WS: Yes. Not just opportunities. I’m not just going to take any opportunity. But if it’s a great opportunity, if it’s something that interests me and I’m like ‘Oh, OK,” I would be an idiot not to do it. That’s why I do it. Like this opportunity, it was like little Civil Rights leaders were popping up on my shoulder. You know? Hattie McDaniel was there in my ear like, “Are you going to turn this down? They’re giving you your own show! What’s wrong with you?” So I was like, “OK. Alright. I’ll do it.”
HitFix: So what do you have to do for Hattie?
WS: I think she’s just proud, like “Oh, look at her. She’s got her own show and she’s not sweeping up afterwards.”
HitFix: I dunno. You *do* like to keep busy.
WS: You know what? Actually, let me check the call sheet. I might have to hang lights later on. Who knows?
HitFix: Other than Hattie, why was this the right time and move for you?
WS: Why is this the time for me in late night? I’ll say it fits with where I am right now. It took me three years of on-the-road to do my last special. I did “Sick & Tired” and then right after “Sick & Tired,” I was right back on the road working on another act. But I’m at this place now where it’s like, OK. I’m married. I have two kids. Babies. I don’t have time to get back out on the road.
HitFix: So this is your idea of settling down?
WS: Exactly. This is my idea of settling down.
HitFix: Well done. So are you watching late night shows now?
WS: I am. I watch Jay. I watch Letterman. I flip back and forth between Conan and Letterman, especially the top of the show for those guys. Kimmel. I just want to make sure, I’ll watch a piece of theirs and I go, “OK. I wouldn’t do that. And if I did that, this would be my take on it.” I just want to make sure that I maintain my point-of-view, my sensibility. I don’t want to do what they’re doing. That fits them. I want to make sure that my perspective is out there.
HitFix: So who are you liking in late night?
WS: I appreciate them, what they do. I think Dave’s funny, Jay’s funny. Jay has always been real supportive and good to me. I have a relationship with him and that show and the people over there. They’ve been great to me and I just love Jay’s work ethic. Jay, he’s over there on that show and then he still hits the road. He’s out doing stand-up. So I love that about him.
HitFix: Your sizzle reel has a joke about David Letterman’s recent scandal and I wonder if it concerns you the amount that talk show hosts have started talking about other talk show hosts?
WS: Wow. You know… I would only do that if that talk show host has made news. If I don’t speak on it, it’s like “Oh, OK. You can make fun of everybody else, but you can’t talk about the other comedians?” There is a bond with comics. Will I be doing joke after joke about it?
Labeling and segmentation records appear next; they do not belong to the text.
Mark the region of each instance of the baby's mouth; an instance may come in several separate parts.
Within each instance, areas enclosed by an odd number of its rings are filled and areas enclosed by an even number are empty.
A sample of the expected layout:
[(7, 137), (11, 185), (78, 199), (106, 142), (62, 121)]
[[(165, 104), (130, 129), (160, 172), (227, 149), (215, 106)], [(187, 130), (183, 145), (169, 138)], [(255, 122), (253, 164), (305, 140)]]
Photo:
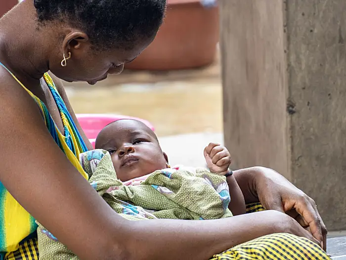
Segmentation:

No.
HitFix: It seems like talk show hosts keep making news, with Jay in primetime and Dave’s scandal and Conan’s feud with the mayor of Newark.
WS: I’m not going to get involved with that. I promise you.
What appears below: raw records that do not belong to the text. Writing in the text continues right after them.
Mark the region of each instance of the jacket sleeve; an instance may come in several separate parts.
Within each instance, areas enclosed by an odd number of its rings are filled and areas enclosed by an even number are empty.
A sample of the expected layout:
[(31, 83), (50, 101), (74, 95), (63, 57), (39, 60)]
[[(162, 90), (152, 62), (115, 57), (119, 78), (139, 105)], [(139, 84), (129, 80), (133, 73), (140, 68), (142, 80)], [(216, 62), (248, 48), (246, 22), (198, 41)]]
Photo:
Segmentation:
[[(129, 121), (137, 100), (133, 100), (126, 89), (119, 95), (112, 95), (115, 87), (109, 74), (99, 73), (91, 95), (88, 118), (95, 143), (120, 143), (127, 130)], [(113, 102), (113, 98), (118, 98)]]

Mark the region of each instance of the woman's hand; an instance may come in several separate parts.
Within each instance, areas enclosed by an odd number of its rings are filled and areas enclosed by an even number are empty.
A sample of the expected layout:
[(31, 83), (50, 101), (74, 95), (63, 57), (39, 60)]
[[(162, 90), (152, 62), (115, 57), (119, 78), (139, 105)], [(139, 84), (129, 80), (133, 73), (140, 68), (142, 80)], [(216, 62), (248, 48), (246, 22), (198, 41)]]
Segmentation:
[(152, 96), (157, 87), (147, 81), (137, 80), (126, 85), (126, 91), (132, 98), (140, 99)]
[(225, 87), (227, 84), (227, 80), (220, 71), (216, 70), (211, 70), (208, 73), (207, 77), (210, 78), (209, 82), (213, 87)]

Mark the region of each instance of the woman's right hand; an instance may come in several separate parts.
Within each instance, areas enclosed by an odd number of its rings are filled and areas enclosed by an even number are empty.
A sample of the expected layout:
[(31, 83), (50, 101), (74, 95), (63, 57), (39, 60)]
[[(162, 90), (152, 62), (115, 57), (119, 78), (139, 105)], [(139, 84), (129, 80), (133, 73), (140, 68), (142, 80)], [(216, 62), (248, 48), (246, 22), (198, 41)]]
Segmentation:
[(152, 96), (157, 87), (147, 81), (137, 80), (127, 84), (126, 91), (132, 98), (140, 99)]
HitFix: With your special, it’s like your interactions with the audience fuel your ability to keep pushing jokes to their extremes. How do you hope to play off this smaller audience?
WS: I’m working on it. I really am working on it. We’re trying to figure out a way where, especially during the monologue, I can have my same movement and flow, to be able to deliver the monologue in my stand-up style. But then there are cameras and we’re not shooting this like a stand-up, live show. So it’s trying to find a blend where I can do that.
HitFix: Will you have the ability to course-correct within a monologue if one topic is falling flat?
WS: If I think of it, I’m saying it. That’s why we’re going to have one of our writers next to the prompter person, so that way the writer gets a sense of, “OK. She’s off that. She’s on to something else.” They’ll know if I’m not going to go back to certain jokes and they can catch up.
“The Wanda Sykes Show” premieres on Saturday, Nov. 7 at 11 p.m. ET on FOX.